The greatest tribute to Rove is the fact that 38% of the American people still believe that Bush is running the country. This is a remarkable feat, especially since the public relations smokescreen that traditionally shelters Bush from criticism has gotten increasingly threadbare.
In the last few weeks a number of articles have pointed out that Bush is totally outside of the policy making loop in his own administration. Apparently, the Pentagon’s Office of Special Plans (OSP) and Cheney’s White House Iraq Group (WHIG) made all of the major decisions related to the upcoming war in Iraq. Bush was either too busy developing a softer look for his scripted video conferences or frolicking in the Crawford outback on his customized mountain bike. Whatever he was doing, his circumscribed role as performer-in-chief has never really been in doubt. He was enlisted to put a smiley-face on vile policies of torture, repression and war, and he has done just that.

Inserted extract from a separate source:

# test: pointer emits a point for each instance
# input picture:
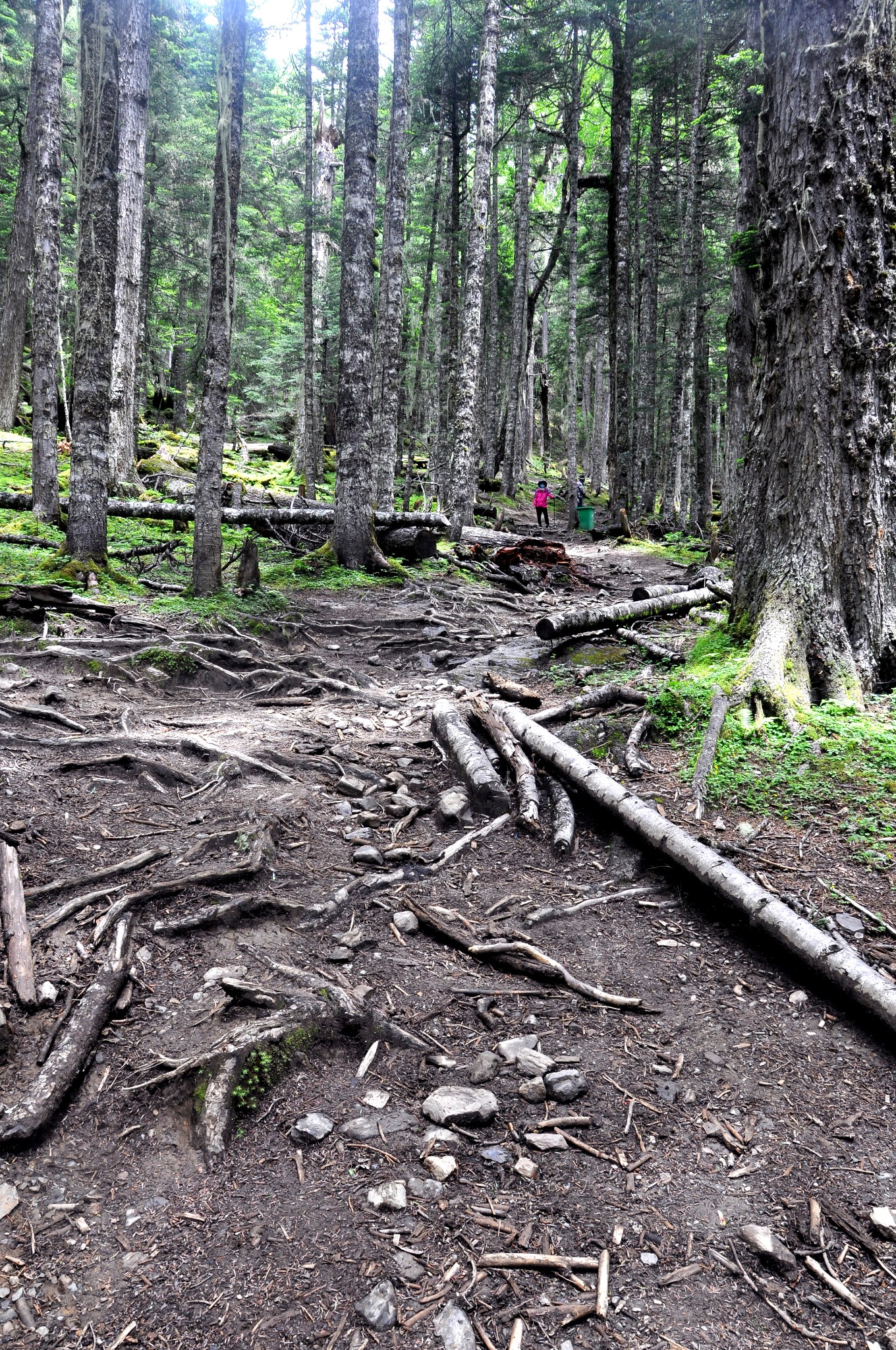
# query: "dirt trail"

But, now, the system is teetering from the threat of indictments. If Rove goes down, the cracks and fissures in the White House parapets will appear fairly quickly. Bush depends on his podgy confidante more than people realize. He’s the anchor that keeps the petulant president from drifting off into a post-alcoholic miasma. Without Rove, the country faces the prospect of an embattled executive left to his own devices, his jittery hands inching ever closer to the Big Red Switch.
Not a pretty picture.
The Bush administration really isn’t built on its high-minded ideology as many seem to believe. That stuff is pure mumbo jumbo. The regime rests entirely on the strengths and talents of a few key people, without whom the whole mechanism would grind to an abrupt standstill. Rove, Rumsfeld and Cheney are the indispensable cogs in the imperial jalopy. If any one of them is carted off to prison, the entire operation will unravel like a ball of yarn.